On February 6-9, global and regional leaders of the World Evangelical Alliance (WEA) met in Tegucigalpa, Honduras, ahead of the International Leadership Forum (ILF), to explore how to work together in new ways to more effectively serve their grassroots church constituency in 129 National Evangelical Alliances. Hosted by the Confraternidad Evangélica de Honduras, the leaders of Regional Evangelical Alliances, the WEA Executive Team and members of the WEA International Council held a facilitated conversation about the respective roles of global and regional leadership in their shared 21st century context.

“We grew closer, and experienced wonderful answers to prayer, as we heard different cultural perspectives about changes necessary for maximum impact at this stage of history. We together reached clear and strong consensus about our shared vision and purpose. We agreed wholeheartedly that we wanted, together, to build structures that will most glorify Christ,” said Gordon Showell-Rogers, Associate Secretary General of the WEA, who was managing the conversation over the past months leading up to the meeting in Honduras.

The WEA has a long history of serving evangelicals, fostering the unity of believers since 1846. During the past 170 years, it has sought to adjust to the needs of the time. In 1951, it was re-launched as an association with national Alliances as full members. Over the following decades, regional Evangelical Alliances have been established to serve the unique needs of their continents or geographical regions. They include the European Evangelical Alliance (1952), the Association of Evangelicals in Africa (1966), the Evangelical Association of the Caribbean (1977), the Asia Evangelical Alliance (1985), the South Pacific Evangelical Alliance (1987) and most recently the Latin Evangelical Alliance (2013).

The meeting addressed questions arising from both gaps and overlap in services to the constituency. Discussions focused on clarifying roles and responsibilities in the face of shifting global realities, affirming the need for strong Regional Evangelical Alliances. While recognizing the different contexts of each region, the whole group agreed on a mechanism to implement necessary changes to strengthen the ‘one Alliance’ at all levels: global, regional and national.

Reflecting on the outcomes of the meeting, Glyn Carpenter, Chairman of the South Pacific Evangelical Alliance, said: “The pre-ILF meeting with Regional Alliances, WEA Executive Team, and International Council exceeded hugely my expectations. I think it probably exceeded everyone's expectations. Someone said that people will talk about the WEA pre-Honduras and post-Honduras - and they were absolutely right. I really sensed a fresh sense of oneness and unity among the leaders gathered and renewed sense of purpose. We are one family.”

Conclusions from the meeting will now inform the broader conversations taking place at the International Leadership Forum (ILF) on February 9-14. The ILF also includes representatives of WEA networks and global partners, and a cross section of national Evangelical Alliances.
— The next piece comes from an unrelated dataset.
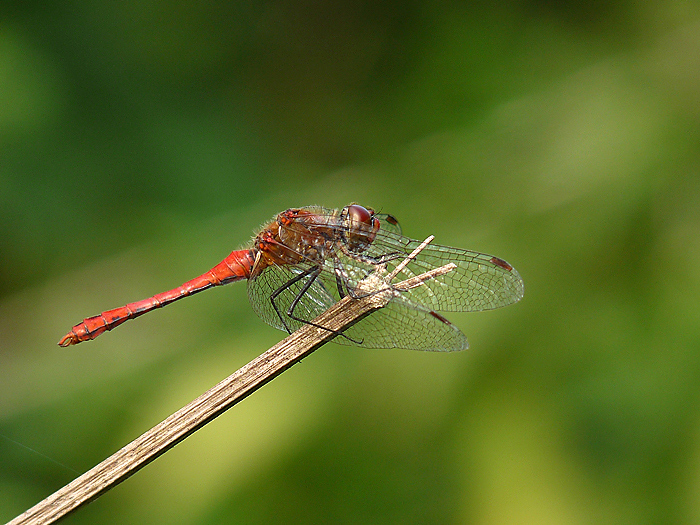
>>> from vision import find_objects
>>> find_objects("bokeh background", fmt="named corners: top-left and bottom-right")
top-left (0, 0), bottom-right (700, 524)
Gordon Showell-Rogers, Associate Secretary General of the WEA, has led the conversations between regional and global leadership for the past months.


Valdir Steuernagel from Brazil participated as one of the members of the International Council, the board of the WEA.


Rev. Alberto Solorzano (middle) is President of the Confraternidad Evangélica de Honduras (CEH) and current President of the Alianza Evangélica Latina. The CEH hosted the weekend meeting as well as the International Leadership Forum 2015 in Tegucigalpa, Honduras. On the left is Glyn Carpenter from the South Pacific Evangelical Alliance, on the right Ken Artz, member of the International Council.


Bishop Efraim Tendero, WEA's Secretary General designate, also participated in the conversations on how to more effectively serve the WEA's constituency in 129 nations.


Participants in a break out group discussion. Present were some 20 representatives from Africa, Asia, the Caribbean, Europe, the Middle East, North America, Latin America, and the South Pacific.